When I migrated this blog from Typepad to my own WordPress blog last month, I was changing camps– making an identity shift. And part of that identity shift involved having to find a way to track my stats. The stats provided by Typepad were quite good. Those provided by Google Analytics, however, are far richer.
…This entire post has been a protracted lead-up to this: given that it’s been a month since I’ve migrated my blog, I decided to share some figures, here. Let’s look at who’s been reading, and how.
- So far, my numbers are down, but barely. My average number of pageviews per day has gone down from 7.5 to 6.7. I’m frankly surprised that the damage hasn’t been worse, although since moving, I’ve been doing more things consciously to boost my google juice, like using trackback urls, pinging sites like Technocrati, and (simplest of all) posting more frequently.
- Here in the states, the majority of people who visit my sites seem to be in Northern Virginia, Southern California, and Texas. Besides Texas and one hit each from New Mexico and Kansas, I haven’t had a single person visit my site from the area West of the Mississippi and east of the Pacific Coast States. Maybe I need to post more things of interest to the Plains States and Rocky Mountain Region.
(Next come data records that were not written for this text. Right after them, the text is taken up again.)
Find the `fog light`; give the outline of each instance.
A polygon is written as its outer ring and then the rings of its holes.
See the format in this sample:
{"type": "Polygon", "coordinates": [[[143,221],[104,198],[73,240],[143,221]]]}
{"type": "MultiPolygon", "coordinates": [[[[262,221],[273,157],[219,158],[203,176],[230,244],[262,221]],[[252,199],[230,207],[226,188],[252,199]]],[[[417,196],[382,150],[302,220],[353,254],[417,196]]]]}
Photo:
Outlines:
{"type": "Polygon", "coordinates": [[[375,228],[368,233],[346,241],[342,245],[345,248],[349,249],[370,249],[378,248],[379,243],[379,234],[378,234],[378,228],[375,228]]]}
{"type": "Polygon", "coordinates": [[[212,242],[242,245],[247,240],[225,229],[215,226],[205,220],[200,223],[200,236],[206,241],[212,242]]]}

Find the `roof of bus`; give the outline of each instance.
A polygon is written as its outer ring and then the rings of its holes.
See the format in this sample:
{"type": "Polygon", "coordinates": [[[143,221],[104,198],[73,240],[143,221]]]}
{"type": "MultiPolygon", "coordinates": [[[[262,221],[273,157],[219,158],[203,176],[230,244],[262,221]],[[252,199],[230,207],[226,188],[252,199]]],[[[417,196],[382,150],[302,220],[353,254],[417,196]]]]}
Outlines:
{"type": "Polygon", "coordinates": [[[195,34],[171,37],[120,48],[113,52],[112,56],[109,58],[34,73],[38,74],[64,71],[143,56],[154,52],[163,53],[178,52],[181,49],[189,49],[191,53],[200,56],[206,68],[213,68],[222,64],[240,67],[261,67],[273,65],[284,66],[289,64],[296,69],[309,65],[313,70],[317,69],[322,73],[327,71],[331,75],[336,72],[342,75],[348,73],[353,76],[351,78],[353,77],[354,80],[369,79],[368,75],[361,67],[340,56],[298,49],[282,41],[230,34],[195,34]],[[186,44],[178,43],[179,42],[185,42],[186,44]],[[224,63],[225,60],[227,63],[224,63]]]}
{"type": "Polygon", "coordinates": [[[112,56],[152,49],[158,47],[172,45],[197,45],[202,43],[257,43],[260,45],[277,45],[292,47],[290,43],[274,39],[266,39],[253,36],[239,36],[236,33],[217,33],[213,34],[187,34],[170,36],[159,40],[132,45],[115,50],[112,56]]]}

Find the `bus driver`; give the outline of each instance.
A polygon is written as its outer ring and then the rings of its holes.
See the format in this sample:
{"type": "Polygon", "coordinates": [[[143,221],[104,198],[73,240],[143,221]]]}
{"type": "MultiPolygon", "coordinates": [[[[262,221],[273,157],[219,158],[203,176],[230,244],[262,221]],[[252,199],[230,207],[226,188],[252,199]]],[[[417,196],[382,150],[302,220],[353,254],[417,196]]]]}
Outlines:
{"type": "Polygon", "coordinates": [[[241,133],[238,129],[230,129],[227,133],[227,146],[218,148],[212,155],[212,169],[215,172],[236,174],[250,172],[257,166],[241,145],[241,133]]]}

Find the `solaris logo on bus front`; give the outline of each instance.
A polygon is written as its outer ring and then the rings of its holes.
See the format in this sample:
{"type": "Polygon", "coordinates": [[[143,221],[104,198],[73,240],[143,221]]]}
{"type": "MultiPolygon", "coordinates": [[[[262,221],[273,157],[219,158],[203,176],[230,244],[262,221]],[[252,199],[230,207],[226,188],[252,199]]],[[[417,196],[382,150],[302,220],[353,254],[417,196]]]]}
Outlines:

- While the vast majority of people viewing my site are in the US, (with Aglophone nations like the UK, New Zealand, Ireland, and Canada filling in a large number of the other unique users) I’ve also, somewhat surprisingly, had hits from: Switzerland, the Netherlands, India, Romania, the Czech Republic, Spain, South Korea, and Malaysia.
- 70% of you are NOT using Internet Explorer. Good on ya! And most of you use Firefox. This makes me happy.
- Far and away, my most popular post this month has been my review of Tom Smith’s site, “Let’s Play Ukulele.” At this rate, it’ll quickly out pace my all-time most-viewed post, a mini-essay on the china and china cabinet in John Lewis Krimmel’s “The Quilting Frolic”. This has gotten me thinking. I’m shocked that an ukulele post generated such interest– although the post also related to my notions of the potential uses of Web 2.0 technology for digital pedagogy, let’s face it… Digital Pedagogy and Cultural History are pretty limited-interest topics. I wonder if expanding the scope of this blog would encourage readership by making a bigger umbrella, or discourage readers by being a bit scattershot. If everyone and their mother is now engaging in Friday Cat Blogging, I figure a semi-weekly ukulele post might not hurt me. And plus, it’d be fun, and my roommates are getting sick of hearing me talk about ukes.
Well, this may be just of interest to me, but it gave me some things to think about.
Now if someone could just explain my flickr stats to me: I understand why this picture of Barak Obama is my most popular:
But why on earth is this picture (of my roommate’s friend Ron, when we went on a ski trip) my second-most popular?
Aparently a lot of people click on it when they do a Yahoo Image search for “jeans and blazer”…
2 replies on “Confessions of a Stats Geek”
Ahhh…so it doesn’t track how many RSS subscriptions are out there for your site, does it? So that doesn’t count me, but i promise I’m reading each and every post. 🙂 And I’m west of the Mississippi….just barely.
Ahhh…so it doesn’t track how many RSS subscriptions are out there for your site, does it? So that doesn’t count me, but i promise I’m reading each and every post. 🙂 And I’m west of the Mississippi….just barely.